How Did Fiducia Supplicans Happen?

Source: FSSPX News

Cardinals Luis Ladaria Ferrer and Manuel Victor Fernandez

Rome's recent green light for blessings of homosexual couples has plunged the Catholic world into confusion. Many are in shock since two years earlier, the Sovereign Pontiff approved an official document prohibiting this type of practice. 

The contrast – not to say the contradiction – is obvious. On March 15, 2021, Cardinal Luis Ladaria Ferrer, then prefect of the Congregation for the Doctrine of the Faith, wrote in an official act of the Holy See receiving the formal approval of the Roman Pontiff:

“It is not licit to give a blessing to relationships or partnerships, even stable ones, which involve sexual practice outside marriage (that is to say outside the indissoluble union of one man and one woman, open in itself to the transmission of life), as in the case of same-sex unions.”

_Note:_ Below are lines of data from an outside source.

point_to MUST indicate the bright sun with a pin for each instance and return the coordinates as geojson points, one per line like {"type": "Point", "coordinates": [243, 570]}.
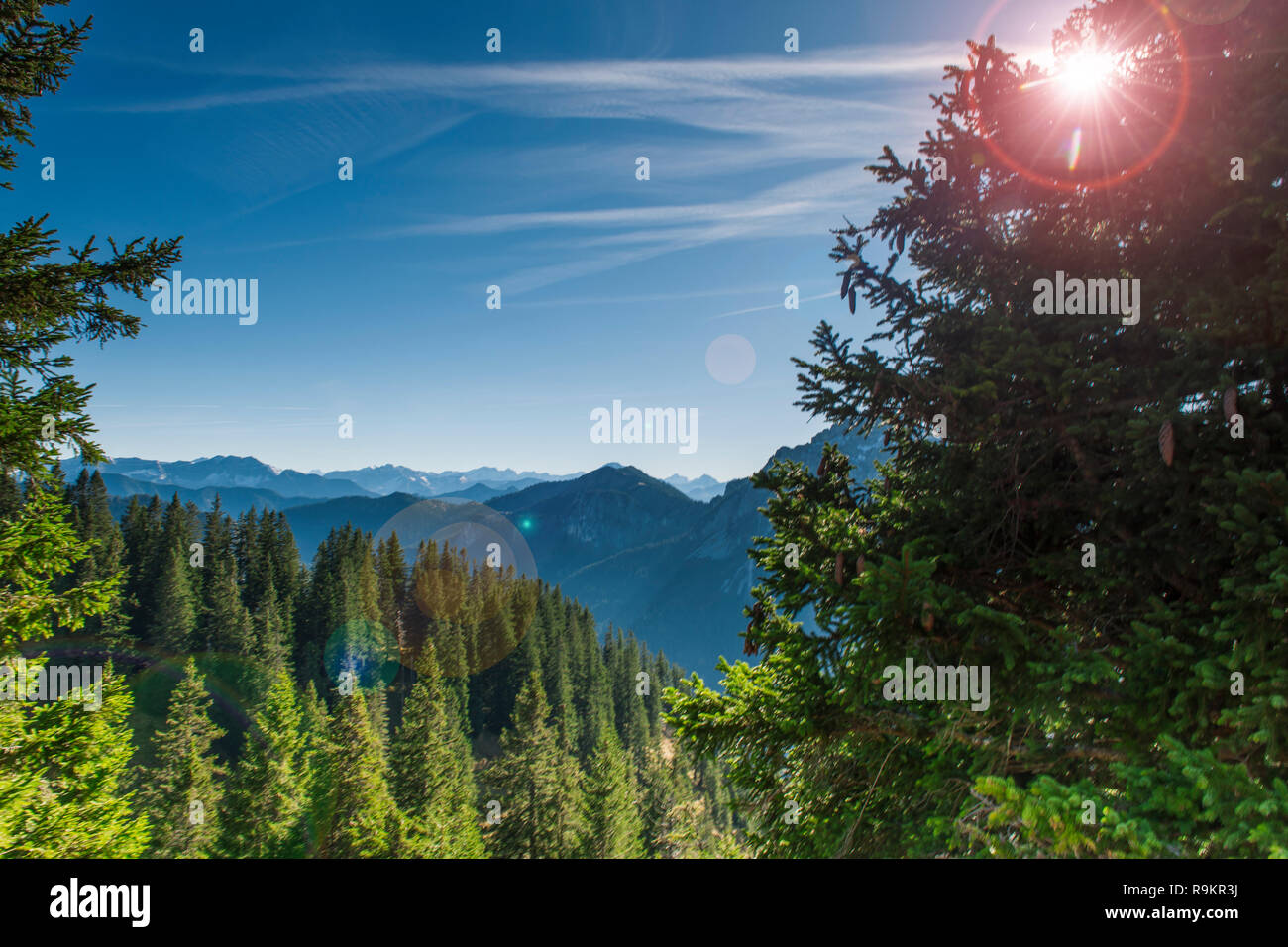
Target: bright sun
{"type": "Point", "coordinates": [1086, 73]}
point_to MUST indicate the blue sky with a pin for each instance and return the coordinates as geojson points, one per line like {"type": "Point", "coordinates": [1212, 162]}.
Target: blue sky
{"type": "Point", "coordinates": [475, 169]}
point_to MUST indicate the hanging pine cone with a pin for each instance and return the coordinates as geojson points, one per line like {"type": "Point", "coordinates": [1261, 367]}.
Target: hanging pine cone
{"type": "Point", "coordinates": [1167, 442]}
{"type": "Point", "coordinates": [758, 613]}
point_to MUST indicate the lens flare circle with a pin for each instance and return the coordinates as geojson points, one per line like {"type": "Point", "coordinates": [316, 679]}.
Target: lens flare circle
{"type": "Point", "coordinates": [1109, 179]}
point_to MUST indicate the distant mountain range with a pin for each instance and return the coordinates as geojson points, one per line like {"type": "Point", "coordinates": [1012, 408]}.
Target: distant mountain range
{"type": "Point", "coordinates": [639, 552]}
{"type": "Point", "coordinates": [279, 488]}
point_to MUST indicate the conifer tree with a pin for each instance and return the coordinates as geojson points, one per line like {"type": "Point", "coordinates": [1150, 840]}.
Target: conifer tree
{"type": "Point", "coordinates": [360, 815]}
{"type": "Point", "coordinates": [1087, 517]}
{"type": "Point", "coordinates": [432, 772]}
{"type": "Point", "coordinates": [183, 792]}
{"type": "Point", "coordinates": [537, 784]}
{"type": "Point", "coordinates": [609, 806]}
{"type": "Point", "coordinates": [267, 812]}
{"type": "Point", "coordinates": [75, 802]}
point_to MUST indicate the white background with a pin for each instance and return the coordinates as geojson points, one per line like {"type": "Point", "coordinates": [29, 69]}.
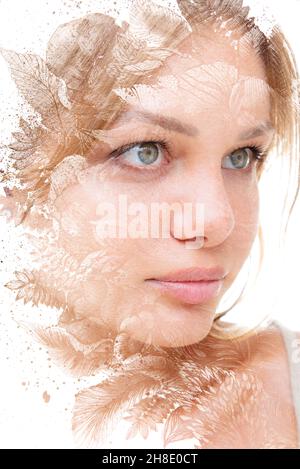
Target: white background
{"type": "Point", "coordinates": [26, 419]}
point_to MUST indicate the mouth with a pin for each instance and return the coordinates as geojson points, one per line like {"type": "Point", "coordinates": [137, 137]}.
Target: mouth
{"type": "Point", "coordinates": [190, 292]}
{"type": "Point", "coordinates": [191, 286]}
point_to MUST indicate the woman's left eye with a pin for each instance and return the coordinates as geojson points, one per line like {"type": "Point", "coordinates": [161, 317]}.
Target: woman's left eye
{"type": "Point", "coordinates": [242, 158]}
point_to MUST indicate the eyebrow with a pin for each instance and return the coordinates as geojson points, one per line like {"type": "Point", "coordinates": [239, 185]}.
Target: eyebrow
{"type": "Point", "coordinates": [175, 125]}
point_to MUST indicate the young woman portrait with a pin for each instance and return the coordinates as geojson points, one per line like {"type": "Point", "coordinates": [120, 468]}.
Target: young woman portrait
{"type": "Point", "coordinates": [134, 189]}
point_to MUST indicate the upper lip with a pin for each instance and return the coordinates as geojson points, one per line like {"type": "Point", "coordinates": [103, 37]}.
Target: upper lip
{"type": "Point", "coordinates": [194, 274]}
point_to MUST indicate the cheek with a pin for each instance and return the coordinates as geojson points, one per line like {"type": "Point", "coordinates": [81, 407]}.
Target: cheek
{"type": "Point", "coordinates": [245, 203]}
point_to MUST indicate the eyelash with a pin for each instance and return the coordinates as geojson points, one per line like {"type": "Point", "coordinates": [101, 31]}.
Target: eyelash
{"type": "Point", "coordinates": [258, 151]}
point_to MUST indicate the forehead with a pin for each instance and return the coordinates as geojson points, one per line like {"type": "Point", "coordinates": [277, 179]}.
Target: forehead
{"type": "Point", "coordinates": [215, 80]}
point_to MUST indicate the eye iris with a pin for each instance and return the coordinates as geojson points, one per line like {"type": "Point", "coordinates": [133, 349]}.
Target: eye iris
{"type": "Point", "coordinates": [146, 155]}
{"type": "Point", "coordinates": [240, 158]}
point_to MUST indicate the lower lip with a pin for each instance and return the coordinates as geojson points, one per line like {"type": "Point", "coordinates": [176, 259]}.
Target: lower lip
{"type": "Point", "coordinates": [190, 292]}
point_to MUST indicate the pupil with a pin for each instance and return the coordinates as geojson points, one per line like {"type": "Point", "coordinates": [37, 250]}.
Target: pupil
{"type": "Point", "coordinates": [239, 159]}
{"type": "Point", "coordinates": [146, 155]}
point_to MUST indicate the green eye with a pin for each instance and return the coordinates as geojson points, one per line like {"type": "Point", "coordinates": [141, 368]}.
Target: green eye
{"type": "Point", "coordinates": [239, 159]}
{"type": "Point", "coordinates": [141, 154]}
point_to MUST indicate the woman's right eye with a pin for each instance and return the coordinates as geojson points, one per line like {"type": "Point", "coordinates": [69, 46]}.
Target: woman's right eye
{"type": "Point", "coordinates": [141, 155]}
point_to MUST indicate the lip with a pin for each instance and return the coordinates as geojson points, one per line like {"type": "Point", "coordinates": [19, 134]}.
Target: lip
{"type": "Point", "coordinates": [192, 286]}
{"type": "Point", "coordinates": [190, 292]}
{"type": "Point", "coordinates": [194, 274]}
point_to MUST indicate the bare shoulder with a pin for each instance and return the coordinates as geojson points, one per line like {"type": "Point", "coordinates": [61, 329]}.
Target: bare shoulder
{"type": "Point", "coordinates": [269, 360]}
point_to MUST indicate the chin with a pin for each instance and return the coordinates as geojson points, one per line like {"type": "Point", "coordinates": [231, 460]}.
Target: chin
{"type": "Point", "coordinates": [170, 327]}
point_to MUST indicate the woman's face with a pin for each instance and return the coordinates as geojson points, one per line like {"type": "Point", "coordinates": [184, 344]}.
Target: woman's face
{"type": "Point", "coordinates": [209, 105]}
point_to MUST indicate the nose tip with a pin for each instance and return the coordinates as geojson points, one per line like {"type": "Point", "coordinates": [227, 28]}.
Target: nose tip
{"type": "Point", "coordinates": [215, 224]}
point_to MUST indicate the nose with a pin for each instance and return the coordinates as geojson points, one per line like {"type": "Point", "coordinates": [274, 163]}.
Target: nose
{"type": "Point", "coordinates": [206, 217]}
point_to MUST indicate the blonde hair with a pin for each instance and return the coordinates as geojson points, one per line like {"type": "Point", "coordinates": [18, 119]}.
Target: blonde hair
{"type": "Point", "coordinates": [95, 56]}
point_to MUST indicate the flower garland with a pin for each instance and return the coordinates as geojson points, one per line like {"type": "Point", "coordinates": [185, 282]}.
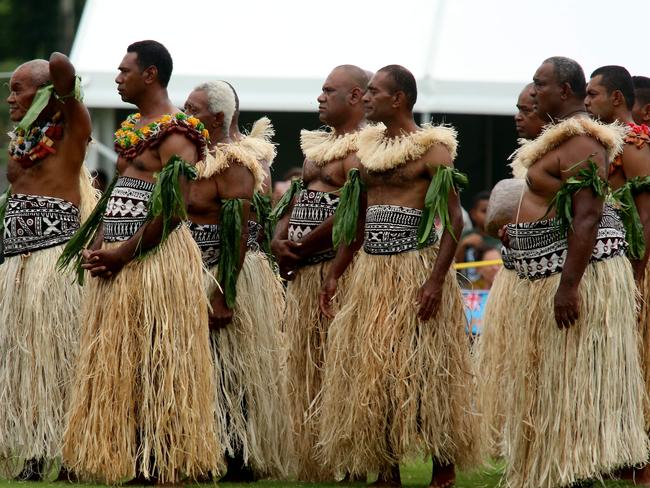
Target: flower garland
{"type": "Point", "coordinates": [37, 143]}
{"type": "Point", "coordinates": [131, 140]}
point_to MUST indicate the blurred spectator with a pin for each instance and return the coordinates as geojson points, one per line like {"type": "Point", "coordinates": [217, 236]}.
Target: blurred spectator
{"type": "Point", "coordinates": [486, 273]}
{"type": "Point", "coordinates": [281, 186]}
{"type": "Point", "coordinates": [477, 237]}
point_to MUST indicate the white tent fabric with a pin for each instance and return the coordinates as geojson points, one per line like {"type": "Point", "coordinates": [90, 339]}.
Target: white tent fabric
{"type": "Point", "coordinates": [469, 56]}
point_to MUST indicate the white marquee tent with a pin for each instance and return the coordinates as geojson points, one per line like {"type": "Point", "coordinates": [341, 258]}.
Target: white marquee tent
{"type": "Point", "coordinates": [469, 56]}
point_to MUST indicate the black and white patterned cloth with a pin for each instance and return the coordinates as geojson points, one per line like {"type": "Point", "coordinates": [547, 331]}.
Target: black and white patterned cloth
{"type": "Point", "coordinates": [311, 209]}
{"type": "Point", "coordinates": [391, 229]}
{"type": "Point", "coordinates": [254, 230]}
{"type": "Point", "coordinates": [539, 249]}
{"type": "Point", "coordinates": [208, 240]}
{"type": "Point", "coordinates": [126, 210]}
{"type": "Point", "coordinates": [35, 222]}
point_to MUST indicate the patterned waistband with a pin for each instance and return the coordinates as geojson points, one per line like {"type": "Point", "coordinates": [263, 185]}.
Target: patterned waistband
{"type": "Point", "coordinates": [35, 222]}
{"type": "Point", "coordinates": [391, 229]}
{"type": "Point", "coordinates": [126, 210]}
{"type": "Point", "coordinates": [311, 209]}
{"type": "Point", "coordinates": [539, 249]}
{"type": "Point", "coordinates": [208, 240]}
{"type": "Point", "coordinates": [254, 230]}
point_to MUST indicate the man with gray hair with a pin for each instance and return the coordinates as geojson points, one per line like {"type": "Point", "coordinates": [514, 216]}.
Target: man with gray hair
{"type": "Point", "coordinates": [49, 196]}
{"type": "Point", "coordinates": [573, 400]}
{"type": "Point", "coordinates": [246, 350]}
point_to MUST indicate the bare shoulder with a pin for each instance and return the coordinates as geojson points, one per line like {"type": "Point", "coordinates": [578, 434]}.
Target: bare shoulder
{"type": "Point", "coordinates": [236, 181]}
{"type": "Point", "coordinates": [636, 160]}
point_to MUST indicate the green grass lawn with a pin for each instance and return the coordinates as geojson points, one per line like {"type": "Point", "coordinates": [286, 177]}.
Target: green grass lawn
{"type": "Point", "coordinates": [413, 475]}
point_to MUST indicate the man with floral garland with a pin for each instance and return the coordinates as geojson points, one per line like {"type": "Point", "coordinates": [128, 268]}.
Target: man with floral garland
{"type": "Point", "coordinates": [397, 379]}
{"type": "Point", "coordinates": [50, 194]}
{"type": "Point", "coordinates": [573, 405]}
{"type": "Point", "coordinates": [611, 98]}
{"type": "Point", "coordinates": [143, 399]}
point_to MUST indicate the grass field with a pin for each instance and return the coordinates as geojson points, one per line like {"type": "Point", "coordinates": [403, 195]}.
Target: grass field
{"type": "Point", "coordinates": [413, 476]}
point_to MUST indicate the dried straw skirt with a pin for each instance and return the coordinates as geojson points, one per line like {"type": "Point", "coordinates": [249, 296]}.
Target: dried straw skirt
{"type": "Point", "coordinates": [644, 327]}
{"type": "Point", "coordinates": [492, 354]}
{"type": "Point", "coordinates": [394, 386]}
{"type": "Point", "coordinates": [249, 371]}
{"type": "Point", "coordinates": [306, 330]}
{"type": "Point", "coordinates": [573, 399]}
{"type": "Point", "coordinates": [39, 339]}
{"type": "Point", "coordinates": [142, 399]}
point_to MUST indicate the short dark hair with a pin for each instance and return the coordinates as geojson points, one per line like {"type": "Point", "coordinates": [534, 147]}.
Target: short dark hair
{"type": "Point", "coordinates": [641, 89]}
{"type": "Point", "coordinates": [566, 70]}
{"type": "Point", "coordinates": [153, 53]}
{"type": "Point", "coordinates": [480, 196]}
{"type": "Point", "coordinates": [404, 81]}
{"type": "Point", "coordinates": [617, 78]}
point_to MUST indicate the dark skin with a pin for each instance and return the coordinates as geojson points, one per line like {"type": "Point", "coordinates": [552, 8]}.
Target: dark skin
{"type": "Point", "coordinates": [527, 121]}
{"type": "Point", "coordinates": [204, 203]}
{"type": "Point", "coordinates": [142, 88]}
{"type": "Point", "coordinates": [611, 107]}
{"type": "Point", "coordinates": [405, 186]}
{"type": "Point", "coordinates": [56, 175]}
{"type": "Point", "coordinates": [340, 106]}
{"type": "Point", "coordinates": [557, 101]}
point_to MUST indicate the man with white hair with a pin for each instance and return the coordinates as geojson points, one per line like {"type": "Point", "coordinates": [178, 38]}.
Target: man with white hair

Two years later, the Congregation (now Dicastery) for the Doctrine of the Faith (DDF), at the head of which is now Cardinal Victor Manuel Fernandez, a progressive prelate. On December 18, 2023, Cardinal Fernandez published a text opposed to that of March 15, 2021, and decided to make the blessing of homosexual couples possible. The only point in common between the two texts is Pope Francis’s approval.

How did this happen? And how can this about-face be explained? The answer can be found only by reading between the lines. During the publication of the December 18, 2023 document, the prefect of the DDF took care to specify that, in order to arrive at such a text, “there were no lack of discussions with the Holy Father.” 

Should we see in this text the desire of the current Pope to “correct the situation” in relation to the 2021 text? Noting the outcry among LGBT lobbies, the Pontiff confided that he had indeed “approved” the text, but that he would never have signed it. 

Another explanation is put forward by Jean-Marie Guénois in Le Figaro on December 19, 2023, who sees it “in terms of the Jesuits.” In fact, it is well-known that the homosexual cause is supported in the Church by an American Jesuit, Fr. James Martin, who directs America magazine and was invited to participate in the fall session of the Roman Synod on Synodality last October.

According to several prelates, Fr. Martin, furious that the Synod had rejected his proposal to authorize the blessing of same-sex couples, decided to have the Pope approach the matter top-down to adopt the project that was so dear to him.

It is possible that Pope Francis also may have wanted to stir up a hornet’s nest among the conservatives, particularly the Americans, whom he knows are opposed to many aspects of his Pontificate. 

Because, apart from a few episcopal conferences from a largely secularized Western Europe, Pope Francis has succeeded in creating unity, but against him this time: from Africa to the United States, from the Greek Catholics to the Orthodox, saying no to Fiducia Supplicans.